E é, sobretudo, na poesia concreta que Arnaldo consegue dar vazão ao “processo do brincar” com a palavra, o corpo a corpo com a linguagem, apropriando-se dos preceitos do movimento concretista, que prega, entre outros pontos, a valorização do conteúdo sonoro e visual e o jogo com formas, fragmentação e montagem das palavras.
Trazendo na sua ampla bagagem de referências literárias a influência de nomes como Haroldo de Campos, Arnaldo reúne, em Agora Aqui Ninguém Precisa de Si, uma boa coleção de poesias concretas, em que ora as palavras, quando desconstruídas, podem originar outros significados, ora, quando combinadas, emulam a mesma sonoridade. “Acho que a poesia concreta radicaliza um procedimento que é da poesia de todos os tempos: essa relação de aproximar o sentido daquilo que você está dizendo à forma como você diz”, afirma ele.
Artista de vanguarda, Arnaldo Antunes transita, sob bons olhos, pelos diferentes métiers nos quais atua.

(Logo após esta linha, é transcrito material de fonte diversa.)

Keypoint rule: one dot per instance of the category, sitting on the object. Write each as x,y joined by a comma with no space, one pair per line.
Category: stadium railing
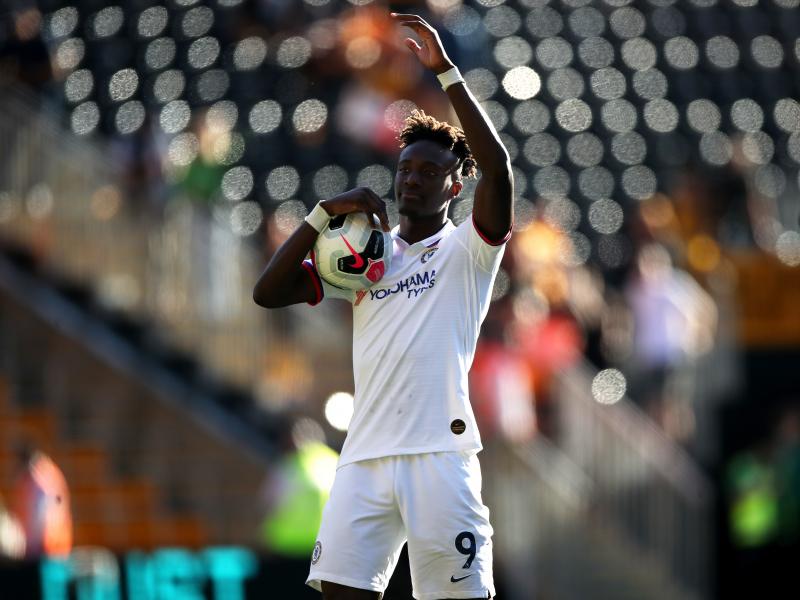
610,509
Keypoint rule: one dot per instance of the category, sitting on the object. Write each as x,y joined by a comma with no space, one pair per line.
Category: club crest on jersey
316,553
428,254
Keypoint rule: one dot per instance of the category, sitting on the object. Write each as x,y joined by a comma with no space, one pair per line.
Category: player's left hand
431,53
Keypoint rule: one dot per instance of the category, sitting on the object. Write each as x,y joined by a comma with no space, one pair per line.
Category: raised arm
493,207
285,280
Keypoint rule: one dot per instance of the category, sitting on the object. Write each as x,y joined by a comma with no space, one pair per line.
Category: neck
414,229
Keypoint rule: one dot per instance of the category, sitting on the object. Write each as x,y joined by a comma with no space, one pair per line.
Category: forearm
482,137
282,276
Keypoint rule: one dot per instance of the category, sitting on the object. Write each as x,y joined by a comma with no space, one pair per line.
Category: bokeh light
329,181
767,51
197,21
396,113
661,115
722,52
609,386
265,116
650,84
63,22
606,216
746,115
703,115
462,20
502,21
521,83
629,148
152,21
574,115
70,53
618,115
758,147
339,410
175,116
107,21
78,85
85,118
183,149
716,148
787,248
123,84
681,53
130,117
787,114
249,53
310,116
362,52
159,53
639,54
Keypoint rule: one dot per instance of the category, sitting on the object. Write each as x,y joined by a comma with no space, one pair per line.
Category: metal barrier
612,509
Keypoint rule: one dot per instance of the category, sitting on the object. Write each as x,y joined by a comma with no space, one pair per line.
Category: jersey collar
446,229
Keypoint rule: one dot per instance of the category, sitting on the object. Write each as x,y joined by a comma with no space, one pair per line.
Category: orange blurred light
703,253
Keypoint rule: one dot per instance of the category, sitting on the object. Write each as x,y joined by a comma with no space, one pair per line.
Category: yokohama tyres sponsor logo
411,286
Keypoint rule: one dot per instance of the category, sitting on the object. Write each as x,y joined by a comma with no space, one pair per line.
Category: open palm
429,51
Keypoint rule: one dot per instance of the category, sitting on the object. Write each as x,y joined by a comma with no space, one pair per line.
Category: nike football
353,252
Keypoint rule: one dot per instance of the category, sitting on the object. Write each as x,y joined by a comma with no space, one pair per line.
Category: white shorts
433,501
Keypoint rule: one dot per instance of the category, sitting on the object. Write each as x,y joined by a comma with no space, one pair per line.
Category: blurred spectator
42,504
12,537
296,492
501,388
674,321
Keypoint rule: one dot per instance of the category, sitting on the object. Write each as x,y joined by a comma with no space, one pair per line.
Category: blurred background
636,382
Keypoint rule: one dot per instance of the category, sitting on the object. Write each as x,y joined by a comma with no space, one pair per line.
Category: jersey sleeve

É músico respeitado, autor de diversos livros publicados, artista com exposições realizadas no Brasil e no exterior, incluindo Bienais do Mercosul e de São Paulo. Ele acaba de sair de um período sabático, que durou seis meses, em que aproveitou para compor para seu novo álbum, ainda sem nome, que deve ser lançado no segundo semestre. “Estava pensando em fazer um EP, mas acabei decidindo fazer um disco inteiro. O primeiro dia de gravação foi na segunda, no Rio.”
Na época em que o debate sobre as biografias não autorizadas pegava fogo, Arnaldo se posicionou contra a censura delas e, por isso, concorda com a recente decisão do Supremo Tribunal Federal de liberá-las. “Acho que se inaugurou uma discussão muito interessante, de até que ponto a preservação da intimidade ou a privacidade das pessoas se contrapõem ao direito de liberdade de informação, de expressão”, avalia. “Roberto Carlos diz que sabe mais da vida dele do que qualquer pessoa. Ele sabe uma versão, e a vida da pessoa é feita de versões que se completam. O que você sabe sobre você não é necessariamente uma verdade absoluta, você é também a imagem que as pessoas têm de você. Acho que é uma questão viva ainda socialmente.”